Clorofilia, la primera de las cuatro obras, arranca con la melodía para acordeón (Botánica) seguramente más hermosa y adictiva que ha creado Quico en toda su carrera. Es imposible no estremecerse durante todo su desarrollo; sobre todo, cuando la dobla el violín y genera pequeñas disonancias en torno a ella. E igual de inevitable es pensar que esa obra, en el repertorio de Berrogüetto, habría sido sencillamente grandiosa.

 

El arranque de Marea parece la obra de unos Pink Floyd acústicos con residencia temporal en Canterbury, pero puede que sea el único de los cuatro capítulos que no alcanza el sobresaliente. Poco que objetar, con todo; y menos aún cuando la melancolía evocadora y lindísima de Sapiens puede devolvernos a aquellos dulces años en que formaciones irlandesas como Nightnoise triunfaban por todo lo alto en los escenarios de la península ibérica.

 

Para el final queda el festín de Terranea, donde, ahí sí que sí, Quico se da el gustazo de homenajear a su querido Oldfield de manera muy explícita, rendida e indisimulada.
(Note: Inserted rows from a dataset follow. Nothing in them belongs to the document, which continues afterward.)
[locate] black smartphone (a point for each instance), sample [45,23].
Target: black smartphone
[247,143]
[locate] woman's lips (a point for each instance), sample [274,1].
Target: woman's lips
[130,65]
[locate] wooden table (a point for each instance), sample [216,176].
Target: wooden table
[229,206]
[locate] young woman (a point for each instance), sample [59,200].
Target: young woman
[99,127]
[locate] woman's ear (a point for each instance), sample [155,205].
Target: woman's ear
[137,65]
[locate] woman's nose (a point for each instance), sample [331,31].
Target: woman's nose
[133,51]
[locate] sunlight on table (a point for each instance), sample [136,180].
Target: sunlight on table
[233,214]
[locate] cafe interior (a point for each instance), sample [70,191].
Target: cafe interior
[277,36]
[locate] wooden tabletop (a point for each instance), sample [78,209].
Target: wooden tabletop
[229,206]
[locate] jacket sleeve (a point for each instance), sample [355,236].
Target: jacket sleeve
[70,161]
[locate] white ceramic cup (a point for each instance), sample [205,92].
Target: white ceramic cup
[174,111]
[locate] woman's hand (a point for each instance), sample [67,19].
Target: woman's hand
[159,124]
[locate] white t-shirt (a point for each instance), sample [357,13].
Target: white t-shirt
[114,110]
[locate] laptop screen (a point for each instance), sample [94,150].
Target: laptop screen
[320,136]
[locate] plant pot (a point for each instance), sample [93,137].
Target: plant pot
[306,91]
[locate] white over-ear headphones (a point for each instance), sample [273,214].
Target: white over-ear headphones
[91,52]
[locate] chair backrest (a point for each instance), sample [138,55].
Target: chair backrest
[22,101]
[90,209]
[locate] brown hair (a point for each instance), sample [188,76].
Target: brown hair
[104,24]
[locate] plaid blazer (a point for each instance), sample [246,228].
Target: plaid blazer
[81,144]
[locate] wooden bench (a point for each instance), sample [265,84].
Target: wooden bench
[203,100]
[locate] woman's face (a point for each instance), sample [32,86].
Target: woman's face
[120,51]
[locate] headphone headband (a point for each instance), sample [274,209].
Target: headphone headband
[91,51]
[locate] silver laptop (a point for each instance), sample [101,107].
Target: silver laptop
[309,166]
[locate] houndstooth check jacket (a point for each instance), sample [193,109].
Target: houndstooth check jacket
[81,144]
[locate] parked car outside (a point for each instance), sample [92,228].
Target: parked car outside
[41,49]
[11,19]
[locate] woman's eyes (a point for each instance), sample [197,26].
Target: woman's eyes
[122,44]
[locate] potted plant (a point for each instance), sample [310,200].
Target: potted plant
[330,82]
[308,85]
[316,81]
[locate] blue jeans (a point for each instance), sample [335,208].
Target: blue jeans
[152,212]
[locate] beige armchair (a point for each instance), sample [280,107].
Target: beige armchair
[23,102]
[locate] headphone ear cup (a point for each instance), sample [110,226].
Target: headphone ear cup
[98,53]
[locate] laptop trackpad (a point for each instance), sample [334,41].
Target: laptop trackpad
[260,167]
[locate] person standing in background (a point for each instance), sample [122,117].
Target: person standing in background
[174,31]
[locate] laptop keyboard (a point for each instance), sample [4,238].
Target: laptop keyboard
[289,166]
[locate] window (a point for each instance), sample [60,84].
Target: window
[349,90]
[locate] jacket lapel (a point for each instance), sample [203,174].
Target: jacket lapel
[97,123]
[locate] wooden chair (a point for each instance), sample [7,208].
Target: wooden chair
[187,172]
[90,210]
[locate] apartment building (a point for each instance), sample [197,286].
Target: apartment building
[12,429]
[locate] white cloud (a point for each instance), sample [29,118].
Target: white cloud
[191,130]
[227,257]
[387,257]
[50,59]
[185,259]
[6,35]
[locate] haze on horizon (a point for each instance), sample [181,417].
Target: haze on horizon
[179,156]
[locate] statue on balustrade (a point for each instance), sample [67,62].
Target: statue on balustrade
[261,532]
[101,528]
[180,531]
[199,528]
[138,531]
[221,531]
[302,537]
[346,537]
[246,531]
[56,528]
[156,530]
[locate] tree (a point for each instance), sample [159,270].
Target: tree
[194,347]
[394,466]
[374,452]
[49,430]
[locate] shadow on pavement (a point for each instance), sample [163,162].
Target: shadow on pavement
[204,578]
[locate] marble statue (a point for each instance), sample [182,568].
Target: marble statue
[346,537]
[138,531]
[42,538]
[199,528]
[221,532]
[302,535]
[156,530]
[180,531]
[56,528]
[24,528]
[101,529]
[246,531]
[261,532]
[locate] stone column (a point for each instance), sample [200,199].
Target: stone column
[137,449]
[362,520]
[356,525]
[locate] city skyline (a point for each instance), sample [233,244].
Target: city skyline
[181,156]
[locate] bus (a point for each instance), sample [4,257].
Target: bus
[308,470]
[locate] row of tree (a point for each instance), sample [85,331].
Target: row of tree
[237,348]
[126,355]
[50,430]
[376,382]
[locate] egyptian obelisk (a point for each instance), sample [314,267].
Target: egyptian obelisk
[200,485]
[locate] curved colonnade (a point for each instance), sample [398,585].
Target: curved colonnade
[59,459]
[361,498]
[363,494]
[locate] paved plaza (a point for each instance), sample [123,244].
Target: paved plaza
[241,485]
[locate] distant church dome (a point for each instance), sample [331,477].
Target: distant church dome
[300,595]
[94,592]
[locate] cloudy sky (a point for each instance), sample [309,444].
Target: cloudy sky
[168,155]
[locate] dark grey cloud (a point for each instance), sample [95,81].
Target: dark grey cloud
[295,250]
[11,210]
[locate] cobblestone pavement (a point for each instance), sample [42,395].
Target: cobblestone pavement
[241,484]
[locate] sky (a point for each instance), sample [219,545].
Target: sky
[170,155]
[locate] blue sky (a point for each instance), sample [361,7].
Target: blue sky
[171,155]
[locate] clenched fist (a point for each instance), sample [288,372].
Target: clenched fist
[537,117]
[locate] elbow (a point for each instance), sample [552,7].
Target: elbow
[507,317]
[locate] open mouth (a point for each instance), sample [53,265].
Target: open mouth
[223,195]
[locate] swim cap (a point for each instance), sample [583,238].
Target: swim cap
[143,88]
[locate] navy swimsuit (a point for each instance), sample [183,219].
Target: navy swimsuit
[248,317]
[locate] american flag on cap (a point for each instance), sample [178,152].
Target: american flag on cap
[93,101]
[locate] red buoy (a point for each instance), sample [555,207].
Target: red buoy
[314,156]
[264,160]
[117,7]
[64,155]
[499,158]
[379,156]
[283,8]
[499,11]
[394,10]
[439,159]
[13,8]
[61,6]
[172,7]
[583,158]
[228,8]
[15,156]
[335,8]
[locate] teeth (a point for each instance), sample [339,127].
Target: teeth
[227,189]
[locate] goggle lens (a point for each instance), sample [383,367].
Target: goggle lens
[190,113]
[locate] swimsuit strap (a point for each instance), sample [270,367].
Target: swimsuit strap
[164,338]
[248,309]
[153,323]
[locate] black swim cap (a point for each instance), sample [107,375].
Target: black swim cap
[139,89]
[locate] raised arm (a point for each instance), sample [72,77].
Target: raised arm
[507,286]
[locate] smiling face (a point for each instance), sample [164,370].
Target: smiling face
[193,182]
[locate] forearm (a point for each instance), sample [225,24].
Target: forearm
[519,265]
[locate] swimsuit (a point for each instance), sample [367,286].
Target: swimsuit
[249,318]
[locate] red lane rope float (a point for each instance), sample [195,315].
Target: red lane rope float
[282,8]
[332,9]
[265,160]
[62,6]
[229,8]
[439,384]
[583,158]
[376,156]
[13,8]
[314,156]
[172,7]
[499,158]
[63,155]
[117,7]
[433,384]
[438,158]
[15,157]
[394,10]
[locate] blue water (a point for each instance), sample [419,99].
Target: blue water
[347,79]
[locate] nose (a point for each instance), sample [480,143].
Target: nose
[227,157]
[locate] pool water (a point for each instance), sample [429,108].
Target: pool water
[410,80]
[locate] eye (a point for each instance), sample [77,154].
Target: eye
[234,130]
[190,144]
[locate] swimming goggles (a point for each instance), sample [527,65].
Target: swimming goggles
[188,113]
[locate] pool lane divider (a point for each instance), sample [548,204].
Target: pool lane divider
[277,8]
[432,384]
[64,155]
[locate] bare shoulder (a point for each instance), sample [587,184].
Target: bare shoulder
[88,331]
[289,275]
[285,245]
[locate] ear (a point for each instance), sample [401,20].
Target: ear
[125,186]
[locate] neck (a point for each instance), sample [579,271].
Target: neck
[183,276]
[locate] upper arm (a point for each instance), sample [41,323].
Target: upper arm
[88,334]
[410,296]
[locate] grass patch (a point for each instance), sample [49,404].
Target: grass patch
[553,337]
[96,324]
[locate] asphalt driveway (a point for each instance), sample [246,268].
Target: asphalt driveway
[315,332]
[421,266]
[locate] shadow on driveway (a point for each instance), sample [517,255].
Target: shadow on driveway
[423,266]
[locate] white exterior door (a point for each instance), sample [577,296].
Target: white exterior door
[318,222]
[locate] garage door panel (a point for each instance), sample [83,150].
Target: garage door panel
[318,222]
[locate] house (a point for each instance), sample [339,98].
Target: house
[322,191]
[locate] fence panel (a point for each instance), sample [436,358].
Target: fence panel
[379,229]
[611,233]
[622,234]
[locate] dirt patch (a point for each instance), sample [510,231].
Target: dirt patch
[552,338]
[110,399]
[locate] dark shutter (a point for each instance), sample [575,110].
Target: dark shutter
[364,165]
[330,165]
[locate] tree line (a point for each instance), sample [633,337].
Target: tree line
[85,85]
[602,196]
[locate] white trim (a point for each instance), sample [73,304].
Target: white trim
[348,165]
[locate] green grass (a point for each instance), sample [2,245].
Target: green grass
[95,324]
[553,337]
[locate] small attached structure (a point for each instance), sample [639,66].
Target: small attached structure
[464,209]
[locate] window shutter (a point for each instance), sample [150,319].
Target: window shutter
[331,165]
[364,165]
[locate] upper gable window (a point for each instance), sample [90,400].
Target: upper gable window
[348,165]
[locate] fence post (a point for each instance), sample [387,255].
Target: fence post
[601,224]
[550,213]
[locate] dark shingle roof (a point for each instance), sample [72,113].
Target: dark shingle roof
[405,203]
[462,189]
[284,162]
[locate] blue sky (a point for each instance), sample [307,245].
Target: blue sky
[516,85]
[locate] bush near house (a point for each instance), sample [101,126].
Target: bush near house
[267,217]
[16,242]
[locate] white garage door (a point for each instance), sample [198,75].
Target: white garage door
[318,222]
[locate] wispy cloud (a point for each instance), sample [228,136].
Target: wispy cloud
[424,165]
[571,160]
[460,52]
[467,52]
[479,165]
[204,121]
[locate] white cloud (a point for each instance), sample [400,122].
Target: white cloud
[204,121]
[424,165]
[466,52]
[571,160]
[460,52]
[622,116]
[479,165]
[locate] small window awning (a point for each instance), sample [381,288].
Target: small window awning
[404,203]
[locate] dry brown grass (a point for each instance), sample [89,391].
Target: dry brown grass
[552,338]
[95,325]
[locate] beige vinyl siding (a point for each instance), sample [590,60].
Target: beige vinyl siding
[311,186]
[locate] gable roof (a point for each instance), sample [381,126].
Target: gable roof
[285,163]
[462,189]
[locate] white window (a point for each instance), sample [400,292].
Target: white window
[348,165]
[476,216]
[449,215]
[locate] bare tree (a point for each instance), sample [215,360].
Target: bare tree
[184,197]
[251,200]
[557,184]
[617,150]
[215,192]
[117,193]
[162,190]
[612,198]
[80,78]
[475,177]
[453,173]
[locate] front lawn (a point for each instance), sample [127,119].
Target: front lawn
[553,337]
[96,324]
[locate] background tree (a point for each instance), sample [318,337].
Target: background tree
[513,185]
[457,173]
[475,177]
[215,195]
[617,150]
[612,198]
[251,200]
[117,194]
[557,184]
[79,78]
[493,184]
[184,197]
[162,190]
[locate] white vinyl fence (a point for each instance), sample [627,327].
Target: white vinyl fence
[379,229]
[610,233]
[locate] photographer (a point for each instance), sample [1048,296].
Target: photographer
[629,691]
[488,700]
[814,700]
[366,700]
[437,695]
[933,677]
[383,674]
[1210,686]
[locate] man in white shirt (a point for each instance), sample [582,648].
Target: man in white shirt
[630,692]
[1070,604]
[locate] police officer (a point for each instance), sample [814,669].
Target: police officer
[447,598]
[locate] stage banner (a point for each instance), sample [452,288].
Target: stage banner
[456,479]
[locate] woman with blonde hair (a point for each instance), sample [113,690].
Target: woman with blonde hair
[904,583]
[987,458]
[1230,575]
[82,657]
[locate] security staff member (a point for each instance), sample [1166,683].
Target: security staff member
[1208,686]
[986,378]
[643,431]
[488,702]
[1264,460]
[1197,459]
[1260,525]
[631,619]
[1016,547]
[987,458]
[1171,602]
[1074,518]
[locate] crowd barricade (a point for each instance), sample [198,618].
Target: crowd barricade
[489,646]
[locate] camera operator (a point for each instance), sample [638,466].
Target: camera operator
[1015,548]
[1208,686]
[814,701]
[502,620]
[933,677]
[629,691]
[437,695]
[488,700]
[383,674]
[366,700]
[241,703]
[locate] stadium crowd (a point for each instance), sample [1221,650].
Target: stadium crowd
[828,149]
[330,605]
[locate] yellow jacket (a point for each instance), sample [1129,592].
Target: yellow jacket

Es Ommadawn el marco de referencia, tanto en los pasajes acústicos como, de forma clamorosa, cuando entra la guitarra eléctrica en la segunda parte. Pero es que las percusiones africanas del final parecen un calco de Amarok (1990), que no en vano ya se vio en su momento como un intento de Oldfield por darle a Ommadawn un hermanito pequeño.

 

Puede que Mãe no sea sencillo de llevar a escena y que la viabilidad comercial, en estos tiempos atropellados, de un elepé con cuatro piezas instrumentales extensas sea bastante dudosa. Pero estamos ante una obra soberbia, inteligentísima, culta, bella hasta extremos casi extenuantes. Quico Comesaña siempre ejerció de tapado en Berrogüetto, porque el carisma y las miradas recaían mayormente en Pintos, la voz principal (Galego o Díaz) e incluso el habilísimo guitarrista Guillerme Fernández. Pero muchos sabíamos que un prodigio como este tendría que acontecer, antes o después. Ha tardado en llegar, pero ha sucedido.